Sunday, October 06, 2013

Bersagel Wins Women's US Championship

Women's number 1 Annie Bersagel.
Photo by Gene Niemi
Anne Golden "Annie" Bersagel, 30, has an impressive resume by any standards. She has her own Wikipedia entry HERE. On Sunday, she added another item by winning the Medtronic Twin Cities marathon women's race and the 2013 US Championship in 2:30:53, a nearly 14 minute PR.

Aside from being a former member of Team USA Minnesota, Annie and her family spent some time during her middle school years in Minnesota and noted that members of her "extended family" from the area were in attendance on Sunday to watch a performance that third place finisher Esther Erb(2:34:32) summarized as: "Annie that was badass." Running faster than any of the other leaders over the last half of the race, Bersagel's goal going into the run was to run under 2:35.  "I don't think I was running any faster than the others, I was just slowing down less," she said.

She had run a half marathon PR two weeks ago in Norway, where she now lives with her mountain runner/physiologist/husband Oyvind Heiberg Sundby, Bersagel knew she was ready to run well.  Her performance also bodes well for her next long-term goal, the 2016 US Olympic marathon trials.  In addition to her "day job" as a human rights lawyer, Bersagel gets her winter training in at times running on the underground track under famed IAAF Diamond League Meet site, the Bislett stadium in Oslo.

Winter is cold and dark in Norway, but "not as cold as Minnesota," Bersagel said, but the underground track is still a welcome respite for the short hours of daylight during the Norwegian winter.  She has another US/Norwegian connection in University of Oregon grad, Knut Kvalheim, now a coach who was a Norwegian Olympian and his country's event record holder in several events.

Race runner up Laura Portis, 26, with her baby face, green-toned outfit and green nail polish was perhaps the surprise of the day as she came into the event with a PR near Bersagel's and improved nearly as much, running 2:33:46.  A Big Ten two-mile champion who went to Michigan State and 2012 US Olympic Trials 95th place finisher, Portis now works in Toronto as a senior consultant at Urban Science and seemingly goes to races at the behest of her friends.  Asked how she chose Twin Cities, she said her friends had talked her into running a marathon in Chicago last year.  She enjoyed it, and this year they picked Twin Cities.

Going into the race, she said, she was hoping to run 2:35, and "I really wanted to finish in the top ten." During the race she didn't really know what place she was in, she said.  While those in the crowd shouted out a place number, such as fourth or fifth, she just motored on toward the finish.  Asked where she might run next, she said she would choose after she heard "what my friends want to do."

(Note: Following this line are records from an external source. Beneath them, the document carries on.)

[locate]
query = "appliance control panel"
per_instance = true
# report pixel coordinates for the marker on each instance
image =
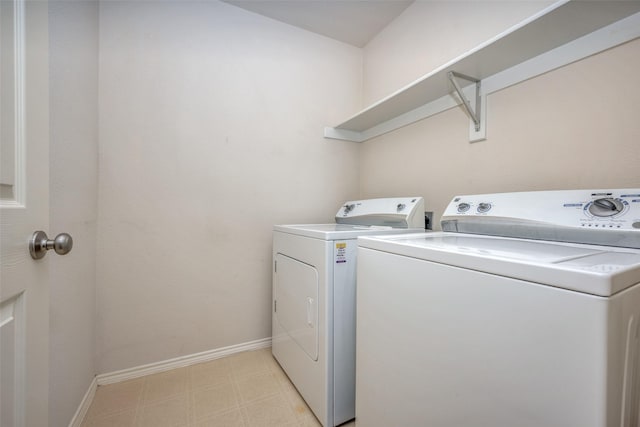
(398, 212)
(550, 213)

Erb probably made some friends during the race, as one race photographer said she was "the number one waver for the first six miles.  "I always have a smile on my face," she said, and a tatoo on her cheek.  "I grew up as a performer.I've always been one to acknowledge the crowd."  Waving and responding to a crowd comes natural to her.  So does even pacing, apparently as she split 1:17:12 for the first part of the race, then closed with a 1:17:20 over the considerably more difficult second half.

Minnesotans Michele Lilienthal and Meghan Peyton both finished in the top ten and PRed.  Lilienthal was fourth in 2:34:50, Peyton was ninth in 2:38:58.  Masters champion Sheri Piers was eighth in 2:38:35.